Thursday, May 22, 2008

Tracking print advertising

Internet ads are painfully easy to track. You put a banner ad somewhere. Someone clicked on it. Wonderful. You know where and when they did so.

But what about print ads? You advertise in two industry trade magazines, mainly because you know you have to but aren't necessarily sure why. What's it actually doing for me? People don't always say "hey, I saw your ad in such and such." Are people actually visiting my site because of these ads? There is no way to tell.

Not true.

Here is a great tip that you can use in your company's next meeting and people will think you really sat around and thought about it, when in truth you were on ESPN.com all day managing your fantasy baseball team that is currently ranked #9 out of 10 teams because you didn't know how to draft relievers.

Let's use our company's URL as an example, because I don't know your company's URL. Let's say we run ads in the Wall St. Journal and the NY Times. No seriously, let's pretend.

Instead of putting www.feverpitchmedia.com in both ads and having no clue who found us from what ad, use different URL's. Set up alternate URL's that take you to the same homepage.
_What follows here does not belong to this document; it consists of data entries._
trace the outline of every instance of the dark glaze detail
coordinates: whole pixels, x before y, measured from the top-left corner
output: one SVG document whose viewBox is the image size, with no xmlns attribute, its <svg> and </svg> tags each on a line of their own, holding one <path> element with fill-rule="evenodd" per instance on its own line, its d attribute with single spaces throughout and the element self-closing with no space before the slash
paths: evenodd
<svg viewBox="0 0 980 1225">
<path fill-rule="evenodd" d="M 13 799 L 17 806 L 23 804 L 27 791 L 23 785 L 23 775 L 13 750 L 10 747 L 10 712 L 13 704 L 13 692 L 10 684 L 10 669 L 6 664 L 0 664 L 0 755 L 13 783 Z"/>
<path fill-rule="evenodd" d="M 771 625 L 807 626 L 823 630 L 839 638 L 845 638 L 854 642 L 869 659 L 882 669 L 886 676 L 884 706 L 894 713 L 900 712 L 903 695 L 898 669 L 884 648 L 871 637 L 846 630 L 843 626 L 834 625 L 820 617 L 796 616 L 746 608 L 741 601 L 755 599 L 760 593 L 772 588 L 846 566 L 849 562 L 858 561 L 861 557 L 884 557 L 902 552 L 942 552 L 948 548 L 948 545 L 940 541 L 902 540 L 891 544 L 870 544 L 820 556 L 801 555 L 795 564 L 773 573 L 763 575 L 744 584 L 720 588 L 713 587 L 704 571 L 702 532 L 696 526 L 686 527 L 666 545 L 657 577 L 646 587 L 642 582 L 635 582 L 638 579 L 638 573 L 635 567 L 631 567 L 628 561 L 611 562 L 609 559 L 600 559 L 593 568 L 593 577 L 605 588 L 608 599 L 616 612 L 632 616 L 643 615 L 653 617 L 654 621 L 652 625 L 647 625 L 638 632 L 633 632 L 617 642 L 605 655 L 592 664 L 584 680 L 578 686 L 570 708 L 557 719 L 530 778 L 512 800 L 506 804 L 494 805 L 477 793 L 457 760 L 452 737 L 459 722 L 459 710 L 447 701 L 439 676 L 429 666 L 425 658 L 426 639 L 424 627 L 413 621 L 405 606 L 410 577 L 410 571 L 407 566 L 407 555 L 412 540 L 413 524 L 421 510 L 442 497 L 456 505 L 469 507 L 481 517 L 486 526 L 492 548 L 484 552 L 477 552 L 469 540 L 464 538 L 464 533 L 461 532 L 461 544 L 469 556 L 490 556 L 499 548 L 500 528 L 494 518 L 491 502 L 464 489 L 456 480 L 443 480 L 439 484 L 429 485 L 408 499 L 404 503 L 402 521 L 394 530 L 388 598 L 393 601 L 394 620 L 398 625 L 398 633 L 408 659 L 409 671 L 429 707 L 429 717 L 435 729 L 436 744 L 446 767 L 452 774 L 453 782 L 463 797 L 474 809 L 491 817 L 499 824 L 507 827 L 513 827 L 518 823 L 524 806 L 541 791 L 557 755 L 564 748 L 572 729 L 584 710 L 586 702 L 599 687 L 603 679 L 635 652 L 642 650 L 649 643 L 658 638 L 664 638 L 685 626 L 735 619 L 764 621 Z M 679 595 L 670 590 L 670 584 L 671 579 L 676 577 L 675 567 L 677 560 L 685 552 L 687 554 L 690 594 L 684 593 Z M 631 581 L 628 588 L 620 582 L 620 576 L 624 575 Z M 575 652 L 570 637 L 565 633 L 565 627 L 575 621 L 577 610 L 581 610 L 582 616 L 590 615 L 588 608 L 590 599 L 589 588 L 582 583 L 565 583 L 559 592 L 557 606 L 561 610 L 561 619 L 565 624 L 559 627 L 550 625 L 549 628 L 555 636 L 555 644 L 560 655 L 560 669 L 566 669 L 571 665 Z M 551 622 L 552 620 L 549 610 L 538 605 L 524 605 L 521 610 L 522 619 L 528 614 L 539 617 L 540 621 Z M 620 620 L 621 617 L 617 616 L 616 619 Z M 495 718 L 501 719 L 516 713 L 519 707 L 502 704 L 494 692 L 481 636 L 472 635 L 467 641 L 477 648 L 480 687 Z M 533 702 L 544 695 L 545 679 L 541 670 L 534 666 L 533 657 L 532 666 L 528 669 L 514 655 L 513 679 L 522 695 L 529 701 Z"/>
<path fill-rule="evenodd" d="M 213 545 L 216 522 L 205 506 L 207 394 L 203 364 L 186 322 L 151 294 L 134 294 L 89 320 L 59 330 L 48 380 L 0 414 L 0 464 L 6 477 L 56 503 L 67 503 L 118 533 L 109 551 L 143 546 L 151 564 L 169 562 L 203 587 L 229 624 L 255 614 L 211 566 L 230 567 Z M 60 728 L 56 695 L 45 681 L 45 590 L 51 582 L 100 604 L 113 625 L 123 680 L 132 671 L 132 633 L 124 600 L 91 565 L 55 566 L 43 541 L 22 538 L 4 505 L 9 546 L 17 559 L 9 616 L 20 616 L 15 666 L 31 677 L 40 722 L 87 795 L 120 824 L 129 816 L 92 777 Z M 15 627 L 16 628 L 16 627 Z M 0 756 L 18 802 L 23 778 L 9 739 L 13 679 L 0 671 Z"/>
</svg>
In the WSJ use www.feverpitchmediausa.com and in the Times use www.feverpitchmediaPR.com.

Only use those URL's in those specific ads and nowhere else. So when you track who came in from those URL's, you will know that they HAD to find you because of that advertisement.

You'll figure out really quickly whether or not you should continue advertising in those outlets.

1 Comments:

At May 23, 2008 6:33 PM , Anonymous Kathi R. Evans said...

You've just taught an old dog a new trick! Great job on the blog. I have forwarded it to all my novices and wanne be wedding planners!!